Title: Reiteration of iterations for replication of successful models for rapid sustainable achievement:

  • India is committed; WHO’s Expanded programme on Immunization [EPI] 1974 was launched in India in 1978.
  • Since then passed through various strengthening strategies through programmes like  Universal Immunization Programme [UIP], CSSM, RCH 1 & 2, NRHM / NUHM / NHM, Intensification of Routine Immunization [IRI]  followed by India’s ambitious flagship programme: Mission Indradhanush [MI].
  • Despite the efforts, of the estimated 19.9 million partially immunized or unimmunized children globally, an estimated 9.3million (46.73%) are in India.
  • Special drives of IRI in the year 2012-13, multiple phases of MI / IMI between 2015 & 2018 could not infuse “Mission Mode” to the regular sessions of routine immunization as evidenced by the absence of “specific micro-plan” and session wise “specific due list” – the two key elements of MI / IMI.
  • Global Vaccine Action Plan [GVAP] encourages mission mode through local innovation for achieving and sustaining – the 6th and the 5th strategic objectives to achieve >90% full immunization coverage [FIC] by 2020 which India advanced to achieve by 2018. This is in alliance with thinking globally and acting locally.
  • Vaccination coverage is facing a paradoxical situation of better coverage in rural area, thanks to GoI for providing 3 ‘A”ces [ANM’s / AWW’s / ASHA’s – all 3 are females] than in the urban area. This is further accentuated by the quality of vaccination services in the urban area by the private service providers (~40% in metropolitan cities) with whimsical vaccination schedule – both denying and delaying one or more vaccines of National Immunization Schedule [NIS], preferably pushing optional vaccines and the potency of the vaccines are also uncertain as the vaccines have no VVM.
  • On 5th June 2018, Urban Immunization Strategy Development workshop was held in a state attended by consultants from different states, centre and partner organizations. It was inaugurated by honorable Mission Director, from his previous experiences he was very apprehensive about the outcome of the workshop, specially requested the organizer and the consultants to come out with specific solutions but he was disappointed.

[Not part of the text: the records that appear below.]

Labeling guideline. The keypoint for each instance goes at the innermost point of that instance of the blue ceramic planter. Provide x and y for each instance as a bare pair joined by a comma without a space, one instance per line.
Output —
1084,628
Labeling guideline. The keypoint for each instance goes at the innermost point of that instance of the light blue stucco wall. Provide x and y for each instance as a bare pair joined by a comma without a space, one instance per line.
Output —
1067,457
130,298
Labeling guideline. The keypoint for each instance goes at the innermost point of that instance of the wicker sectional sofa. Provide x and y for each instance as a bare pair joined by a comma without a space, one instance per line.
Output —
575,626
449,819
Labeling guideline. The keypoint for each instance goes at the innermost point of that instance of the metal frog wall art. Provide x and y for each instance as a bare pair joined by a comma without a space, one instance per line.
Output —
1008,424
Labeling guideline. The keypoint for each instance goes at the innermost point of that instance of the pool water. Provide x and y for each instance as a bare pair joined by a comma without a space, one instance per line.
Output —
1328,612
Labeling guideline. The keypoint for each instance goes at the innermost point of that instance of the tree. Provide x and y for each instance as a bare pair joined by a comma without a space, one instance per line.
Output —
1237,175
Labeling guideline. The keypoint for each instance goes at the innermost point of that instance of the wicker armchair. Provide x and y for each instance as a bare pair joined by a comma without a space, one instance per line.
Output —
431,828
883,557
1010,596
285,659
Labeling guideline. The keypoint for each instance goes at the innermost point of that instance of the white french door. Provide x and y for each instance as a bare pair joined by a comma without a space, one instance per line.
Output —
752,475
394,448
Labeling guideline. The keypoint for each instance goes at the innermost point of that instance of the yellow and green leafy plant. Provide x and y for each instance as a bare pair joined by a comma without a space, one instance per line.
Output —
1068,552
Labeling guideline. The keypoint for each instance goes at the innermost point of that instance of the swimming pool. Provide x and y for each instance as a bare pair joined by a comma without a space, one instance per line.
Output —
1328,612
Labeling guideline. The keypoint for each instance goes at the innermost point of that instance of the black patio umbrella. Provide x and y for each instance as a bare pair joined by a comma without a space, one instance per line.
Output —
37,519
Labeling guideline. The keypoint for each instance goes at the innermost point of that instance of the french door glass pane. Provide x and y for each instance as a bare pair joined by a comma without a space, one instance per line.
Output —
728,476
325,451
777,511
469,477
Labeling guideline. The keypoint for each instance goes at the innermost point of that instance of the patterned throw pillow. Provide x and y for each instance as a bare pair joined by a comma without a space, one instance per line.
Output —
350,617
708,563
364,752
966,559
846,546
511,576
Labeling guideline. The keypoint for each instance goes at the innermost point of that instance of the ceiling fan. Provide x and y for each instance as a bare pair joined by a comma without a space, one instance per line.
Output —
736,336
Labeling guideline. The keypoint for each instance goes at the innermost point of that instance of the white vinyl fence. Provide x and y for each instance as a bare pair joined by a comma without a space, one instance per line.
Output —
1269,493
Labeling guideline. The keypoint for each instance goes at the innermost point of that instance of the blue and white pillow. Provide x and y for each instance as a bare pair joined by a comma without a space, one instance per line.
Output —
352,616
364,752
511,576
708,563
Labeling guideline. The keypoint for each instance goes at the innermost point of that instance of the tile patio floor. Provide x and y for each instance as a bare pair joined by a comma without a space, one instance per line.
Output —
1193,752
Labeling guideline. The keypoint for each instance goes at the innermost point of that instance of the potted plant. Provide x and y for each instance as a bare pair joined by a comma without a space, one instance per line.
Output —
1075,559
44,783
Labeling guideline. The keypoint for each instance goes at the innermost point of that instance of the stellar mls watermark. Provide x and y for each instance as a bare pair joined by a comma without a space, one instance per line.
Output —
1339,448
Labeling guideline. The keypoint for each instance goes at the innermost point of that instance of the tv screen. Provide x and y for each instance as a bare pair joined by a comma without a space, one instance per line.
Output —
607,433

Sharing the true success stories for replication:

  1. Ambiguity in vaccination schedule causing either or both denial / delay in administering essential vaccines, lowering FIC and complete vaccination. Tested easily replicable simplest solution: “Combo-Card”.  
  2. Specific micro-plan for spontaneous perpetual generation of session wise antigen wise specific due list: Tool – Extended Immunogram and the approach “Learning by doing, working together blended with supportive supervision”, e.g. IRI simulation study, Mission Indradhanush Simulation Study – MISS Sampaje, 10 lessons taught by MISS Sampaje. This promotes RI session to All Time Mission Mode [ATMM].
  3. Making attached planning units “Demo-sites” for cross learning visits by other PHCs of the block and District for easy and rapid replication, e.g. PHC Kollamogru, Guthigar attached to KVGMCH followed by retro visits for handholding and supportive supervision.
  4. Establishing Dedicated Vaccination Clinics in the Medical Colleges to roll out graduates and specialists with operational knowledge as per CDC / GoI. Replication is through cross learning visits and retro visits.
  5. Adoption of urban pockets for making models for replication on demand.

KVG team is proactive for the successful implementation of RI.

Hope KVG team may be of some use to the country in crisis.